Come and Knock On My Door

I'd felt so terrible over all the dialogue I'd either been pretending to hear or debating.
I knew something was terribly wrong.
As if the dream had been corrupted.
I could hear myself debating whether this was the outcome of a choice I'd already made or an inaction.
Was all that I was hearing a self imagined chain of terrible decisions that I didn't even know if I could fix or change.
The only reason to build a time machine is to prevent a nuclear war, find out if there is a better life or to build one.
There seemed to be two parts arguing with me, maybe more, A feminine part, and a faint masculine part that seemed to be fading away.
Your gonna make him crazier!
I was sure 150% sure that there were time travelers moping around the house.
Trying to change the outcome of a trial, a trial I knew would come at some point but for what?
I wanted time travel not to hide but to find a better world, a new life, a new way, maybe even a way to evolve the dinosaurs to the point of typing on a keyboard so in one instance toward the end of my life I'd have a way to see the sun implode shatter and possibly freeze my body permanently as a testament to the human will.
I'd have no memory of it
You wouldn't even know how you got there
At the point of death my memories would be gone every bit of knowledge accumulated would have to be relearned.
From birth to final death

Another voice spoke Sean Canavan died on September 11, 2001
I heard this terrible sound coming from next door, my own voice, Emma! crying asking for forgiveness.
someone kept saying, please I don't want this for me!
Help him!
A way to see the last part of this world I'd already piece by piece had been deciding to leave behind.

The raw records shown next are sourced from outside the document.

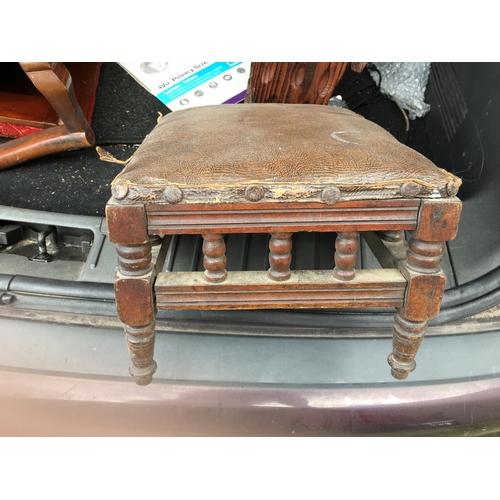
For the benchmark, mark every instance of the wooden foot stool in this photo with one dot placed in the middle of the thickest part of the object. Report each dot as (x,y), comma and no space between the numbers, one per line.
(279,169)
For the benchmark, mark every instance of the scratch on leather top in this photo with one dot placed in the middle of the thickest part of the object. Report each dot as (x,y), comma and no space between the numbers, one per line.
(292,152)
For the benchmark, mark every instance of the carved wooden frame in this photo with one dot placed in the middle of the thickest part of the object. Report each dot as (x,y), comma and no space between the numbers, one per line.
(411,279)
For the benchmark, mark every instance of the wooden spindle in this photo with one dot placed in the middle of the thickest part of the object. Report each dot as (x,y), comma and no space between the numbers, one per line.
(280,256)
(346,246)
(214,258)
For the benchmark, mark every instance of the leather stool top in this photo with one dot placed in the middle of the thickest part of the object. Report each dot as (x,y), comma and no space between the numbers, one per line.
(275,153)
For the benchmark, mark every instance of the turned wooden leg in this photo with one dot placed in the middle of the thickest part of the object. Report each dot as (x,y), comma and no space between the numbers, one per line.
(422,302)
(280,256)
(346,246)
(214,258)
(136,309)
(406,339)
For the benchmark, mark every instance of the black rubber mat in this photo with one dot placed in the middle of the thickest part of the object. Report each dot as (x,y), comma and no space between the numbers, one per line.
(78,182)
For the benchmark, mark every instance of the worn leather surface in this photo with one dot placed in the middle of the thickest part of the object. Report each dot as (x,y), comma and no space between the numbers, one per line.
(286,152)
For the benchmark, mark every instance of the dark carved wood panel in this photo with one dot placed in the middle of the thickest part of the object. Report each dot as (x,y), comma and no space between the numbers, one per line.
(286,217)
(294,82)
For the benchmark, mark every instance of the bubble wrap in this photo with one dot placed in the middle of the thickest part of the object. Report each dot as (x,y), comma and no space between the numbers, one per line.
(405,84)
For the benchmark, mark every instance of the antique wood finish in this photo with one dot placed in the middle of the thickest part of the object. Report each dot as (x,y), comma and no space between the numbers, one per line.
(214,258)
(298,83)
(437,222)
(346,246)
(135,304)
(378,189)
(54,82)
(368,215)
(304,289)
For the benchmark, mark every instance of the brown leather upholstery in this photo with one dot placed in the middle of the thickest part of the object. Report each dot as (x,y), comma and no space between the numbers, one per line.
(272,153)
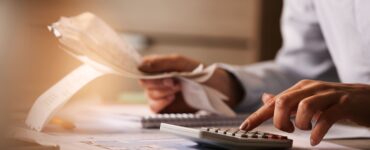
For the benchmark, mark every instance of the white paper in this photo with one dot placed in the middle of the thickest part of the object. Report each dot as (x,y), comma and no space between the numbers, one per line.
(102,51)
(54,98)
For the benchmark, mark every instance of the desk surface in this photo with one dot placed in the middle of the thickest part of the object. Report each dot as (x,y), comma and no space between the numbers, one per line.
(99,130)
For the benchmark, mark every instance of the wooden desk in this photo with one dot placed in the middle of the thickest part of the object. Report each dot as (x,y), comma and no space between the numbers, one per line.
(95,129)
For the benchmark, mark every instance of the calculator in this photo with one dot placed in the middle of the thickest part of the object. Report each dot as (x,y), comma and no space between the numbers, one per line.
(230,138)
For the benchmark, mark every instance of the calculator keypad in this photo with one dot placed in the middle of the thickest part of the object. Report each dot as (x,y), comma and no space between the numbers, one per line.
(234,132)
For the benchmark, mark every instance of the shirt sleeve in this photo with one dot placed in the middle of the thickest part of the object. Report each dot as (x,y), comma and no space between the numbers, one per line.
(304,55)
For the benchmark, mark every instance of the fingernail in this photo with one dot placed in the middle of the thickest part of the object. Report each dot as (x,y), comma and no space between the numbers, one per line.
(265,96)
(244,125)
(168,82)
(313,142)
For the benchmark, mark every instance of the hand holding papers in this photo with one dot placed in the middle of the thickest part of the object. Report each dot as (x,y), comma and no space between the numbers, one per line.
(102,51)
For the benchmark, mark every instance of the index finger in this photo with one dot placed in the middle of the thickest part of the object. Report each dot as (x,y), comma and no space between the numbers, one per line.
(261,115)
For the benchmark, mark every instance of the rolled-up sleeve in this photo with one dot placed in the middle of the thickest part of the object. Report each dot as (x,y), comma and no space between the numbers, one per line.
(304,55)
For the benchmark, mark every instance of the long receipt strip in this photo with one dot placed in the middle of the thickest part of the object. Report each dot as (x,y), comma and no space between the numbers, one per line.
(102,51)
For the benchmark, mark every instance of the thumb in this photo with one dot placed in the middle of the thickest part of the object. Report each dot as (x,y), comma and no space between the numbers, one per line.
(167,63)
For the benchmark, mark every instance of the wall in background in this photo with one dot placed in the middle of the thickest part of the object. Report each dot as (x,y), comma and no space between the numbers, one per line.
(208,30)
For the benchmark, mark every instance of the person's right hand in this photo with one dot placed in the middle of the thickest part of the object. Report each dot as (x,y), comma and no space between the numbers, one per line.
(165,94)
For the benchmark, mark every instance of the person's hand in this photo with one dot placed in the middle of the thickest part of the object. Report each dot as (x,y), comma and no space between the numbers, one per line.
(309,100)
(165,94)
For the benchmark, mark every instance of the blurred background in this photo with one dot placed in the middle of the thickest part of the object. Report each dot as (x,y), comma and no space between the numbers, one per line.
(238,32)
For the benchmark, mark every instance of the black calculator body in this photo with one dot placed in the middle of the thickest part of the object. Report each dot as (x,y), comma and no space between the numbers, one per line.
(230,138)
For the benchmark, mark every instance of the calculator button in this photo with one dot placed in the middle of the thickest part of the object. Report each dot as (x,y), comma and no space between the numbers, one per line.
(204,129)
(232,132)
(214,130)
(240,133)
(223,130)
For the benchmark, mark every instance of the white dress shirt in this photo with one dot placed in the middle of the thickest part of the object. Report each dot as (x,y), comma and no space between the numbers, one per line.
(325,40)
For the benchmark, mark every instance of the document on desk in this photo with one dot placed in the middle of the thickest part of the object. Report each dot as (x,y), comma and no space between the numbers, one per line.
(102,51)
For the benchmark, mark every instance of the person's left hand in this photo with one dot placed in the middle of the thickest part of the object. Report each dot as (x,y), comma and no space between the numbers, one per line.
(308,100)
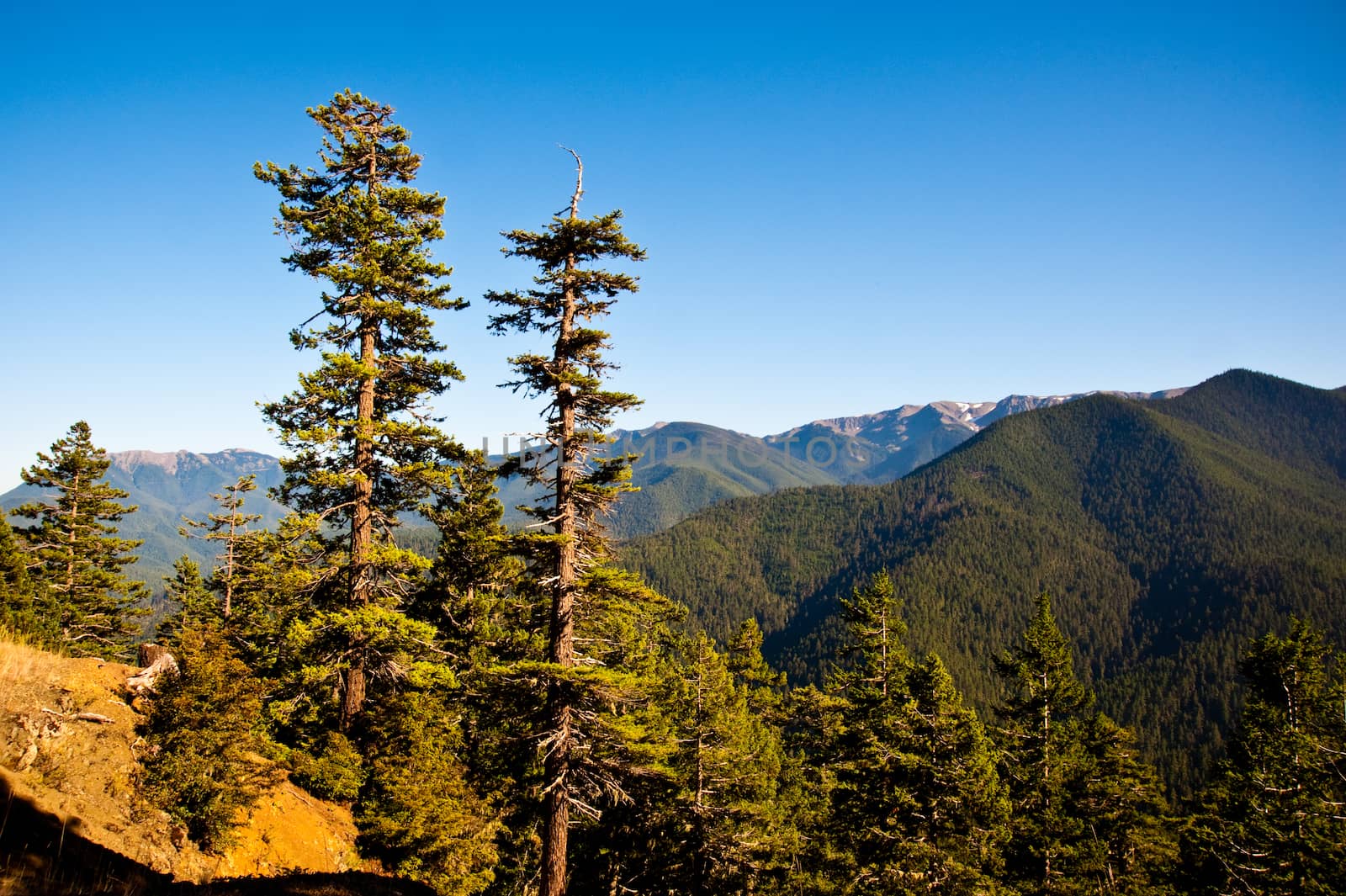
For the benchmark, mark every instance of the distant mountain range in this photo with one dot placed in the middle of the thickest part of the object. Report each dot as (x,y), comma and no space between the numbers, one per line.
(1170,533)
(683,467)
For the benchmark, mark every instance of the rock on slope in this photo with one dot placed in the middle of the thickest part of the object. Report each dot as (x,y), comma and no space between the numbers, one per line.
(81,774)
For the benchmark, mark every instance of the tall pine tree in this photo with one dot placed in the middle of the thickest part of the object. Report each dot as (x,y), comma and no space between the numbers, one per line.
(1087,813)
(365,446)
(578,485)
(76,554)
(1274,822)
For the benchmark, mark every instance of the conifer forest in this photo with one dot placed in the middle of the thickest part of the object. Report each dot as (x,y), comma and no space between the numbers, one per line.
(1092,650)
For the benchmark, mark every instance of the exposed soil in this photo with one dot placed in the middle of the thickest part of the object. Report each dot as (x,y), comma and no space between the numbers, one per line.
(67,777)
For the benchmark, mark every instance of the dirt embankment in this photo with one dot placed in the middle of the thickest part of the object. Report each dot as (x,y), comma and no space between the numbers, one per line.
(67,752)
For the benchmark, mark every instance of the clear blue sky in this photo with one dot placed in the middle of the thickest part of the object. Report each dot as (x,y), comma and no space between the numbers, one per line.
(845,210)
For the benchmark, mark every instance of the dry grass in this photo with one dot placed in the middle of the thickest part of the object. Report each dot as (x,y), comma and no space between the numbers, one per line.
(22,662)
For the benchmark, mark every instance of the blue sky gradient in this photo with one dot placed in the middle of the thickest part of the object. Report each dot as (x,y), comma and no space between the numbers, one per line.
(845,211)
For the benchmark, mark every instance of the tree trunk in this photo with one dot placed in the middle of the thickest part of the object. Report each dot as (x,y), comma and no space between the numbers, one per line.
(562,635)
(361,521)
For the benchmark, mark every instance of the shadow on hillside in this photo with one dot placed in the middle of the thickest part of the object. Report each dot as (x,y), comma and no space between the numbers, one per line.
(40,855)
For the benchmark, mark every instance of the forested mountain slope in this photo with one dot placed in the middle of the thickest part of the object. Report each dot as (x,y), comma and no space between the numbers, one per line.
(1170,534)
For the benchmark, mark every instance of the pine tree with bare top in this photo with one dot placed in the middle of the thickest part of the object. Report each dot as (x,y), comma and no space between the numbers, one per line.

I'd become so self involved, that I'd been trying to break out of this implosion.
The quantum link can never be broken
No one else could hear the argument so I counted it for being delusional.
I thought back deeply to memories in my youth people I'd left behind in high school.
I certainly had left them with memories.
Who can forget that naked dude running around all the time.

I once met a man who said death smiles upon us all, all man can do is smile back.
And of that I cannot be sure to my last my breath being choked or dying to force a smile.
I would always keep breathing, fighting to see the sun again.

Despite a series of unfortunate dreams that spoke of tragedy, and what felt like a dark presence, a void walker slipping by taking something with me or so it seemed.
I kept running over the accumulated memories of timelines I'd written out from memory.

The time traveler has to be responsible to themselves
The perception of the time traveler can effect other time travelers

If I did not know death was a possibility I will not, would not, and cannot build a time machine.
But since I've already witnessed my own fall from years ago it will all crash down to a single moment that cannot be changed even for myself.
I cannot avoid it.
It is uncertain what I will see into the far future, why stop time traveling forward 100 years, why not go further forward a 1000 years, a millennium.  

Will we still be here?
Will our world have gone?

Pride goes before a fall as they say.
But while I still have it I will do all I can to inspire a better world.